Jessi Reaves
Jessi Reaves, installation view of “Jessi Reaves II,” 2019. Photo: Gregory Carideo, © Jessi Reaves, Courtesy the artist and Bridget Donahue NYC

Jessi Reaves

New York

Bridget Donahue

Jessi Reaves, in her second solo presentation with the gallery (on view through May 12), continues to work the magic that has made her a rising young cult figure of contemporary art. Following on the heels of commissions for the Carnegie International Triennial (and a residency at Frank Lloyd Wright’s Fallingwater), this show includes eight of her wonderfully strange, furniture-sculpture hybrids.

Having studied design and painting at RISD and worked part-time for an upholsterer, Reaves knows her way around furnishings. She first gained attention for her transformations of hallowed Modernist designs, which she reworked into irreverent objects with idiosyncratic lives of their own. If a Noguchi glass-top coffee table was the sophisticated pride and joy of the family, for instance, Reaves’s “knockoff” version was the offbeat black sheep, with a base made of gloppy sawdust and glue or car fenders rather than carefully carved walnut.

In this new body of work, many of her upcycled furniture pieces act more like art, functioning as a means of pulling viewers into an alternate universe rather than offering a place to rest one’s feet or drink. But the atmosphere is still uncannily domestic, not least because Reaves filled half the gallery with a platform covered in brown shag carpeting, which mimics a sunken living room. It’s a bit like coming home from a long trip to find that your belongings are, in fact, alive, and have paired off and morphed. A lighting fixture made from a white wicker remnant, for instance, sprouts little lampshades on one side and gem-like light bulbs on the other.

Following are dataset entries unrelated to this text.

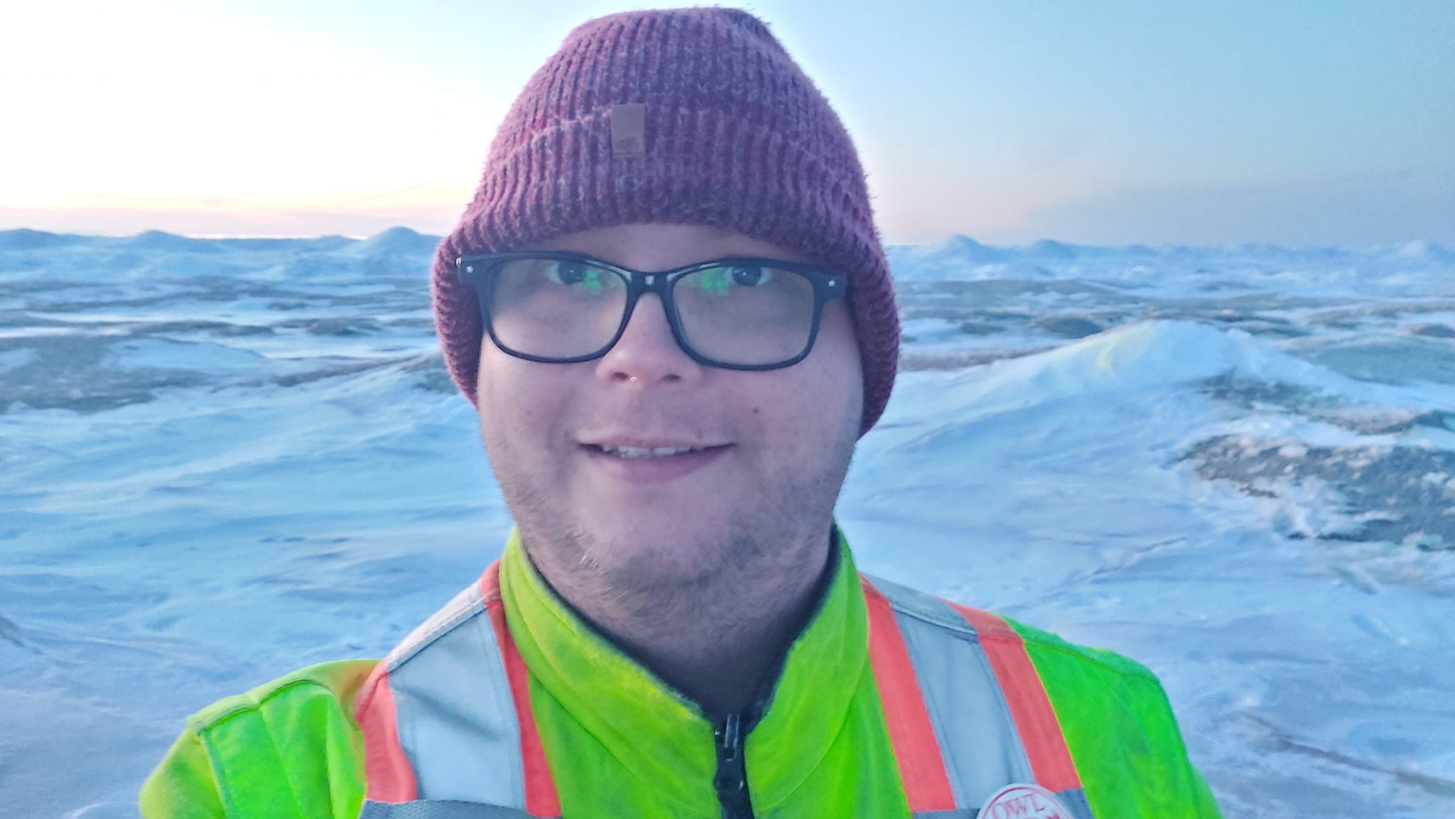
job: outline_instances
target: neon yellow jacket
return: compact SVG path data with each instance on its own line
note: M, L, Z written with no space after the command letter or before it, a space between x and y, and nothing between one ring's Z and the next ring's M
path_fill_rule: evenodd
M860 578L842 541L744 720L713 723L594 633L512 537L384 660L311 666L192 716L141 813L969 818L1039 783L1067 819L1218 816L1145 668Z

The atmosphere feels straight out of late 1970s, early ’80s suburbia, but not nostalgic exactly. (Reaves was born in 1986.) In Blue Heart Shelf (2019), three Knoll Cesca Chairs—those mass-produced staples of ’70s and ’80s dining tables, with their rectangular backs, caned seats, and tubular steel bases—are stacked irregularly in a ladder-like metal frame. A strip of stiff woven material, painted lipstick coral, runs down one side like tight clothing, bulging in spots like flesh. Strands of a gold-beaded curtain with stars and moons hang on another side. A blue Plexiglas box with little hearts cut into it sits at eye level. The urge is to peer into the box and behind the beads—a position of curiosity and voyeurism that we frequently find ourselves in with Reaves’s work. In this case, we seem to be catching a glimpse into the home life of a teenage girl.

Reaves is working in a mode of sculptural assemblage that might bring to mind artists like Isa Genzken or Edward Kienholz, but her carefully constructed objects feel highly relatable because they are human-scaled, and we all know what it’s like to use well-worn furniture. In Walking up was getting into discipline, nyc stick shelf (2019), Reaves fit a gauzy yellow sheath over a bric-a-brac shelving system she built. Sticks poke out like truncated arms in sleeves with no holes, while an open zipper invites us to get close and look inside to see the vaguely corporeal, gloppy mixture of sawdust and glue used to bind the components together.

Even though everything feels strangely familiar here, even comforting in its domesticity, Reaves makes it all alien enough for us to squirm just a bit. It’s a good feeling.